Two highlights stand out from the show. The first, McCauley taking the crowds vote on which song to play next. “Houston, TX” was the winner, and McCauley launched into the sorrowful song about lost love. The music was powerful enough to get even the biggest crowdsurfers and moshers of the night to stop for a moment.
Second, during their encore, the band jumped into a rousing cover of the Beastie Boys’ classic, “You’ve Got to Fight for Your Right.” Of all the songs played, this probably had the crowd the most amped up. And for good reason. More than a few people were kicked out for attempting stage dives or crowdsurfing.
Their final song was one of the disappointments. “Let’s All Go To The Bar” is a fun party song, but it’d have been preferable to see that start the show. After 90 minutes of rocking, a calmer finish would have been preferred on this night.
The beauty of the show is that you know what you’re getting. It was fun. It was drunken. McCauley’s voice could get even the hardest men to feel something- something moving.

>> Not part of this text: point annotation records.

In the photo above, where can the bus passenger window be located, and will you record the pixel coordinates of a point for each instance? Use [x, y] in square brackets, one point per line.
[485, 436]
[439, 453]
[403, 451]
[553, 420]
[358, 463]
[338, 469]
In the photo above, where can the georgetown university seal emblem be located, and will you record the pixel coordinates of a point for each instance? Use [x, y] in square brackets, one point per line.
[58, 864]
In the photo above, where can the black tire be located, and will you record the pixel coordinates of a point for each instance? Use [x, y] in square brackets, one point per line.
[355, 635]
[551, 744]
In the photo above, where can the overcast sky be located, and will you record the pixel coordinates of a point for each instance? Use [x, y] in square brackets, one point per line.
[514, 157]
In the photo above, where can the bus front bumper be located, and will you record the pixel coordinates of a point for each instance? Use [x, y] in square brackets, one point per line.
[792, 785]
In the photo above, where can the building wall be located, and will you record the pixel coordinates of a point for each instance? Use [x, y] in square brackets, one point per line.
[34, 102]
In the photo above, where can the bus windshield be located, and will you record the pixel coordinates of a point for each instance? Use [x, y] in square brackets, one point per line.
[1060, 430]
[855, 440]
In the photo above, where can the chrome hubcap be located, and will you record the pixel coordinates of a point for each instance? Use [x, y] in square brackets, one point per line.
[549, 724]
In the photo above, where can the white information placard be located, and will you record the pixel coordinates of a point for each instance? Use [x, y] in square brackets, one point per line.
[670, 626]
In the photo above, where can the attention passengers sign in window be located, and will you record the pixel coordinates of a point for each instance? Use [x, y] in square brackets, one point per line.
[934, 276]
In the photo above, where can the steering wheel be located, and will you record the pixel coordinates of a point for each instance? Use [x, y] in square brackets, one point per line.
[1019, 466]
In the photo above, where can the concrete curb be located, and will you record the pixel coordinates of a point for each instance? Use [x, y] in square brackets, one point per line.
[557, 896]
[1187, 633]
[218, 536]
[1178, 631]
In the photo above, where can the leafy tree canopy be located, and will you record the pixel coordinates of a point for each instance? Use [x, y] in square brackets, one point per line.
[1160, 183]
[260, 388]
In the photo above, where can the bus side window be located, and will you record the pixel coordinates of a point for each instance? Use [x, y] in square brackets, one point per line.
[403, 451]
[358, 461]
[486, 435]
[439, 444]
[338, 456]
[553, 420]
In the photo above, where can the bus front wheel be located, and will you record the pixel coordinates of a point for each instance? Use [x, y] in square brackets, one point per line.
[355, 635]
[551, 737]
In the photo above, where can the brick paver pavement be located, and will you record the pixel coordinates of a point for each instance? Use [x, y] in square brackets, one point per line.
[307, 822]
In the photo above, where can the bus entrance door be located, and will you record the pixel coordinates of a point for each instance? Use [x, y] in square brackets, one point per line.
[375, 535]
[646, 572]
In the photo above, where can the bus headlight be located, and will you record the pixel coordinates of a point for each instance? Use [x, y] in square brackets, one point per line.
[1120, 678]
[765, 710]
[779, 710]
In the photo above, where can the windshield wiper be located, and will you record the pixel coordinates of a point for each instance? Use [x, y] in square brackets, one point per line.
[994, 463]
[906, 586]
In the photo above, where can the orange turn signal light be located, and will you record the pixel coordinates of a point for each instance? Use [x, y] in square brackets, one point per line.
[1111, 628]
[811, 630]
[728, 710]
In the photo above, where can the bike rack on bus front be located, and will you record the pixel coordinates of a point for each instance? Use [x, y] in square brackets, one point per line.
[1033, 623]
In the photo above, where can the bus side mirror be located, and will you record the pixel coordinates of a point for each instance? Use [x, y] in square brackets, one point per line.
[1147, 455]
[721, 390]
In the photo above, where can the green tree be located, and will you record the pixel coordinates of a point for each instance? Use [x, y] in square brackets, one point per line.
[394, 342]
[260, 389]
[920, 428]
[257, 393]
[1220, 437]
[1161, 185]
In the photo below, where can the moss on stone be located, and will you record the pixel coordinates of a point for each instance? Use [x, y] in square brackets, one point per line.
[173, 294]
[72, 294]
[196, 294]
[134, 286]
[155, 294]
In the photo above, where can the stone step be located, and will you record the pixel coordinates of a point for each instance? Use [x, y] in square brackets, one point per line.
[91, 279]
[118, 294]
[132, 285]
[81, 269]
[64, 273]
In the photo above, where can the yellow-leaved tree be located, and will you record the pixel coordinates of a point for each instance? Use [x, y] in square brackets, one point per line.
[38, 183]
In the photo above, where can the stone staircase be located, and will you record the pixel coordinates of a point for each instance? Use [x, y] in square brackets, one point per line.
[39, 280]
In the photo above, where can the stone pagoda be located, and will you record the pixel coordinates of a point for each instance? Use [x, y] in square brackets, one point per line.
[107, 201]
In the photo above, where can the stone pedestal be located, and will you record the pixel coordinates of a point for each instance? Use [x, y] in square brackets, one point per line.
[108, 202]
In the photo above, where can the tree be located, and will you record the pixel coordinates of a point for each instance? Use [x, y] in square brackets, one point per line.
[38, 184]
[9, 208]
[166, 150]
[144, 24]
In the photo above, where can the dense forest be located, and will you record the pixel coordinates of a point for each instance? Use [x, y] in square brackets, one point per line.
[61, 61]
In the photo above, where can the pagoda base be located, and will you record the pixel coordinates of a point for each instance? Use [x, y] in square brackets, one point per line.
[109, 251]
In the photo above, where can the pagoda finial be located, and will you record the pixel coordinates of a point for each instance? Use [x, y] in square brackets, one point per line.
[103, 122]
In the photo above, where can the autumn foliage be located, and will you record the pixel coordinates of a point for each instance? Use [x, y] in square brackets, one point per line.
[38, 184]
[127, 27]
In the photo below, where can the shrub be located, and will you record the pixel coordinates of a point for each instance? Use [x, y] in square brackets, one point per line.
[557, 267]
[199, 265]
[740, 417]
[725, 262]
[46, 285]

The closing image was of McCauley knocking over the mic with the lead singer from the Turbo Fruits in his arms, swinging him around in circles. The two almost fell over a few times but managed to keep it together before stumbling off the stage. That’s much how this set felt. The band felt like they could slip into self-indulgence at times, but they always managed to right the show before degenerating into too much of a debauchery.
Well worth the price of admission for those in attendance.